The Westchester County Center was vibrating with energy on October 20, 2018. The buzz was not about a basketball game or a professional wrestling match or a car show; it was the unmistakable electricity generated when 1,000 teenagers and youth ministers gather to pray, share joys and struggles and perform charity work.
We asked 14-year-old Naia Charland, a ninth grader and aspiring writer at Hunter College High School and a parishioner at St. Charles Borromeo in Harlem, to give us her take on the event.

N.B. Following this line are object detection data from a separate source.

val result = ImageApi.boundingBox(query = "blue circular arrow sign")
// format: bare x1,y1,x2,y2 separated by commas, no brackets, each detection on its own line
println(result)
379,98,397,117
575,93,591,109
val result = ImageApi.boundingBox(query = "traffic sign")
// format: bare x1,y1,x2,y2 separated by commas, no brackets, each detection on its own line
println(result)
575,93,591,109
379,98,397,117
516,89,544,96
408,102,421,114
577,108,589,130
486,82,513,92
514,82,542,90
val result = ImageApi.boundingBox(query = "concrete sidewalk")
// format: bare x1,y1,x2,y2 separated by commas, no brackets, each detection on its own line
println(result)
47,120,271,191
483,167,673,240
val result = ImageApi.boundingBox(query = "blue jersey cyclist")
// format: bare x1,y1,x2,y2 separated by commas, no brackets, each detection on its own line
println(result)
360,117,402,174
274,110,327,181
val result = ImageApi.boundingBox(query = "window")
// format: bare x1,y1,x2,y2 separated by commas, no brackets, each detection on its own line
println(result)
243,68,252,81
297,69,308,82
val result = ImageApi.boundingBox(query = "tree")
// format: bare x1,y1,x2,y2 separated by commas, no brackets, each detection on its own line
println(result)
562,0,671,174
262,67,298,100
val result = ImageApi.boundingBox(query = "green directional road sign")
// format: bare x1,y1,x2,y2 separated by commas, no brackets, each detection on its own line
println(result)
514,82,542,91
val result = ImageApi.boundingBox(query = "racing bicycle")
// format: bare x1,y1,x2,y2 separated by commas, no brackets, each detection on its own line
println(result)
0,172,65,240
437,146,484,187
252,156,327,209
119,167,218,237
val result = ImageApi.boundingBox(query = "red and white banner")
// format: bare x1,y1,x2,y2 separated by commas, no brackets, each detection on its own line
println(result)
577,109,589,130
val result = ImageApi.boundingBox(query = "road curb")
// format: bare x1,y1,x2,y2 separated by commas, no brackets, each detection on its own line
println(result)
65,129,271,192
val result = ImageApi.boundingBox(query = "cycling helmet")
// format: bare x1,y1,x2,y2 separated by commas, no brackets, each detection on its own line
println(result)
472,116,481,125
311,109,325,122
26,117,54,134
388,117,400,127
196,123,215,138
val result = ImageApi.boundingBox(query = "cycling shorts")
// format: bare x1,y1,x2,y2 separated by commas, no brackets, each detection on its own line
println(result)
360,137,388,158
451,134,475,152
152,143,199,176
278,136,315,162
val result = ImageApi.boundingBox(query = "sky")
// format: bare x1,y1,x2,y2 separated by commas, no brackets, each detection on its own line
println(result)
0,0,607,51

WHEN I FIRST HEARD ABOUT NEW YORK CATHOLIC YOUTH DAY, which our youth ministers urged us to attend in preparation to be confirmed this upcoming year, I have to admit that I was less than thrilled. But the minute I walked into the Westchester County Center, I could tell the day would be nothing like what I had expected. In keeping with the theme of the event, “Be Bold,” there were many activities encouraging the youth in attendance to be unafraid and forthcoming about their faith. The program included two main sections for all the participants, a break for lunch, and a Mass at the end of the day celebrated by Cardinal Timothy Dolan. I enjoyed all of it.
During one of the sections, all the attendees took part in a service project. Working in shifts, we packed up more than 71,000 meals to be delivered to hungry people in the African nation of Burkina Faso. It felt unreal that the work we did in our three groups for just an hour each would be able to feed that many. It was truly inspiring.
The other section consisted of separate workshops for the young men and women about how to be bold in our faith. The girls were directed to a theater upstairs, where a beautiful woman named Vanesa Zuleta talked to us about finding God in her life, or rather how God found her during one of the hardest times in her life. I would have to say that her presentation is what resonated with me the most. I still haven’t stopped thinking about it.
I’m really glad that I attended New York Catholic Youth Day. The event definitely encouraged me to “be bold” about my faith and helped me understand that, when others were my age, they too struggled with finding God. I know now that I’m not alone.